They’ll send him to a higher level
and he’ll be preyed upon by some ruthless sociopathic inmate for whom a young
man is nothing but fresh meat. And the demons that torment Cubby will grow and
he’ll find more drugs and the gulf between the world “out there” and the pain
in his soul lengthens because the water is wide, too wide for our humanity
which seems in such short supply, to overcome.
I had a GED student, TMac. He never
amounted to anything in class. Forty-something and just obnoxious and ignorant.

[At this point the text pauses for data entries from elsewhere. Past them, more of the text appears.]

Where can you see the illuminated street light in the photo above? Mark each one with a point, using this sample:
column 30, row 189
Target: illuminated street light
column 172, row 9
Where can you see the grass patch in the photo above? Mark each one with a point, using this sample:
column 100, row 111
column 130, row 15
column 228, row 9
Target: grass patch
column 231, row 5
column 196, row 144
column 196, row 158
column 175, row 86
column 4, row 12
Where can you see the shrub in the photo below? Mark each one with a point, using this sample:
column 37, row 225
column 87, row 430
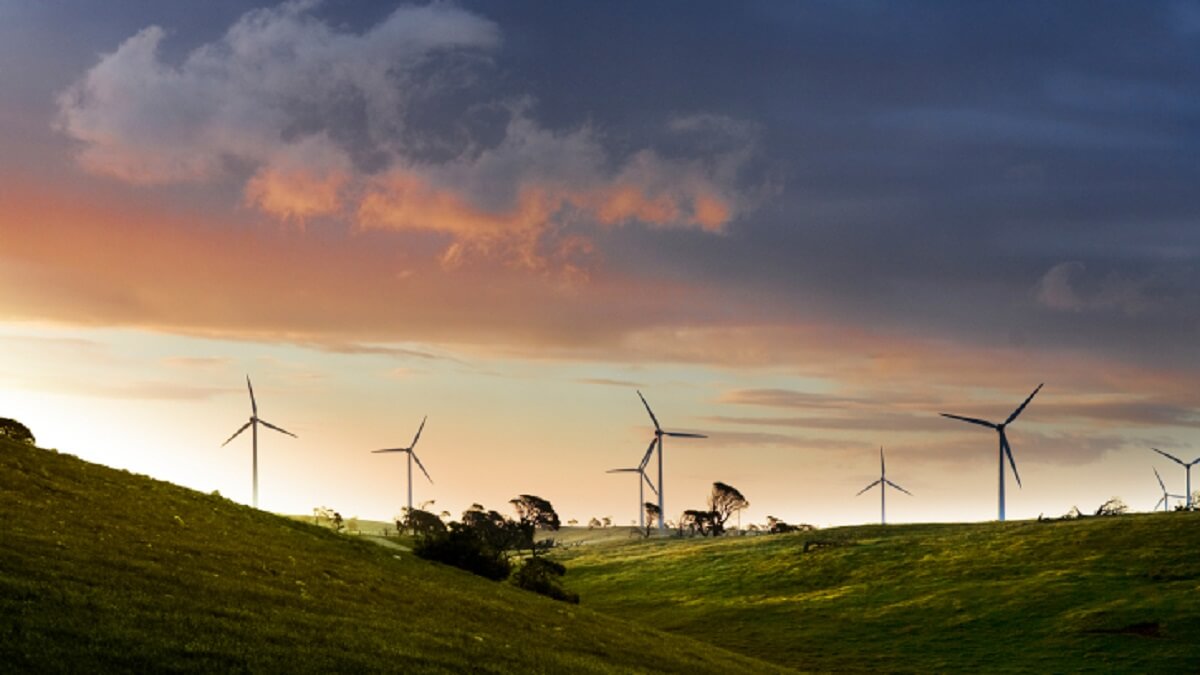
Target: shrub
column 16, row 430
column 543, row 575
column 462, row 548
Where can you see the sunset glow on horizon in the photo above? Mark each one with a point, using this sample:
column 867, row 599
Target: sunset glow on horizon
column 793, row 233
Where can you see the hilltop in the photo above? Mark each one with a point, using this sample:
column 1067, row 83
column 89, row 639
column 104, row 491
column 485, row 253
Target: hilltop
column 1099, row 593
column 101, row 571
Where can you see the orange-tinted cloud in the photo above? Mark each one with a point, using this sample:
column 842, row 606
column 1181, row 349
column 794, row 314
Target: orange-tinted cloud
column 319, row 118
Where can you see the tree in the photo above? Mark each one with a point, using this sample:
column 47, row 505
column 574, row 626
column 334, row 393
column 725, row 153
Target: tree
column 724, row 502
column 652, row 515
column 1113, row 507
column 534, row 513
column 699, row 521
column 421, row 523
column 541, row 575
column 16, row 431
column 478, row 544
column 498, row 533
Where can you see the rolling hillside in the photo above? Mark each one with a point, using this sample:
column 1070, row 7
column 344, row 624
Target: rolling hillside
column 102, row 571
column 1102, row 593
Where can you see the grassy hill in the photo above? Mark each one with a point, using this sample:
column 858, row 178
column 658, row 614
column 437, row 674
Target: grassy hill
column 1102, row 593
column 101, row 571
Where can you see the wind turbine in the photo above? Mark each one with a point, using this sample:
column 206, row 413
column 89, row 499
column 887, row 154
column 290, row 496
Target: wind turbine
column 1186, row 465
column 1005, row 448
column 883, row 489
column 658, row 438
column 641, row 484
column 253, row 424
column 1164, row 501
column 412, row 455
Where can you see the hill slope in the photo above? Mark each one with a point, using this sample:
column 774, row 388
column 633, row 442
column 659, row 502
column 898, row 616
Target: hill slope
column 1105, row 593
column 102, row 571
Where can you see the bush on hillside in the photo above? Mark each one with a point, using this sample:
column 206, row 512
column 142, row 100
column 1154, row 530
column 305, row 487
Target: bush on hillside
column 462, row 548
column 543, row 577
column 16, row 431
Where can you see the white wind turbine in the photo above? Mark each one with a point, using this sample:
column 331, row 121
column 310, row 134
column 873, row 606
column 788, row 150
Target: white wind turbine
column 412, row 455
column 642, row 483
column 883, row 483
column 1187, row 466
column 658, row 437
column 1005, row 448
column 253, row 424
column 1165, row 499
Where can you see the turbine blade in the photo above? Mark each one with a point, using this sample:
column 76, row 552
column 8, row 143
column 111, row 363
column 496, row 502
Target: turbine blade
column 971, row 419
column 1170, row 457
column 269, row 425
column 418, row 460
column 419, row 429
column 869, row 487
column 1019, row 408
column 253, row 404
column 654, row 419
column 649, row 452
column 647, row 478
column 235, row 434
column 1012, row 463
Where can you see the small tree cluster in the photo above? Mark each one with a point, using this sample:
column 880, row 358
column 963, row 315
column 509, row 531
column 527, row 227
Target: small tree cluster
column 17, row 431
column 483, row 541
column 541, row 575
column 724, row 501
column 777, row 526
column 652, row 515
column 1113, row 507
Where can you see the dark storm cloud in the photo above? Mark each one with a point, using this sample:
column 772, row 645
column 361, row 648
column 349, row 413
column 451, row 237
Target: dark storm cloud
column 936, row 163
column 1000, row 173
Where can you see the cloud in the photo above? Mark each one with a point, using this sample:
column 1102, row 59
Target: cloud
column 198, row 362
column 389, row 129
column 609, row 382
column 1066, row 287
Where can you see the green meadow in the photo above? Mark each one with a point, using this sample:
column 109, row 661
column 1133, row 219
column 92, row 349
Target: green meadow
column 105, row 571
column 1119, row 593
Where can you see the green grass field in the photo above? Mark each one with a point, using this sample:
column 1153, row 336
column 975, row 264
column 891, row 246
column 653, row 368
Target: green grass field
column 105, row 571
column 1096, row 595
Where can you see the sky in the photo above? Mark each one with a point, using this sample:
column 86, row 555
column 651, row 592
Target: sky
column 803, row 230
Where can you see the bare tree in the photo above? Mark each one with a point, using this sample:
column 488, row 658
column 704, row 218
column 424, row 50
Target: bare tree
column 724, row 502
column 534, row 513
column 652, row 515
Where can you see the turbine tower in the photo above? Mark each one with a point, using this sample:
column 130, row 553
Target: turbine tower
column 641, row 484
column 658, row 438
column 1186, row 465
column 883, row 483
column 1167, row 496
column 412, row 455
column 1005, row 448
column 253, row 424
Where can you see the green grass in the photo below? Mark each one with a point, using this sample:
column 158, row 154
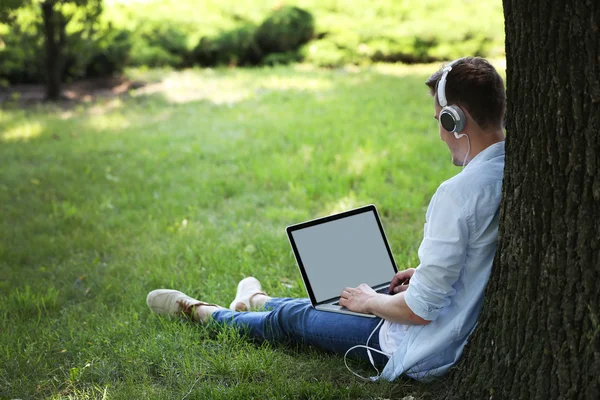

He would come in and out of school and no matter how hard I worked, how much
effort I put forth, he just didn’t care about getting his high school
education. So, I start working full time for the college program and I start
teaching computer classes and I leave the adult basic ed students to other
aides.
TMac approached me the other day. He
needed help filling out papers for a Richmond City program to get him drug
treatment and counseling. And I was curt and short-tempered with him. “Why do
you want my help now?” I said. He looked down and quietly said, “I’m an addict.
I been here inside seven times. I can’t go back out and use again.” You ever
feel like dirt on a shoe? Where had my humanity gone? The water, the wide gulf
between this island and compassion, had – I feared – washed over me.
“Am I my brother’s keeper?” DOC will
tell you in here the answer is no. Cubby is just a junkie. And junkies rise …
and fall on their own weakness. The water, the wide water, tells you that. I
lay in my bunk the other night and prayed about Cubby and this seemingly
impassable waterway. The separation on this island and these men – like Cubby –
who only know what they feel. And what they feel is pain and shame and failure.
That water is so wide and prison makes it worse. But there can be a bridge, a
way across. Cubby has to swim, one stroke at a time; swim to shore and peace and
self-awareness. I have to believe he can make it. I have to believe we all can.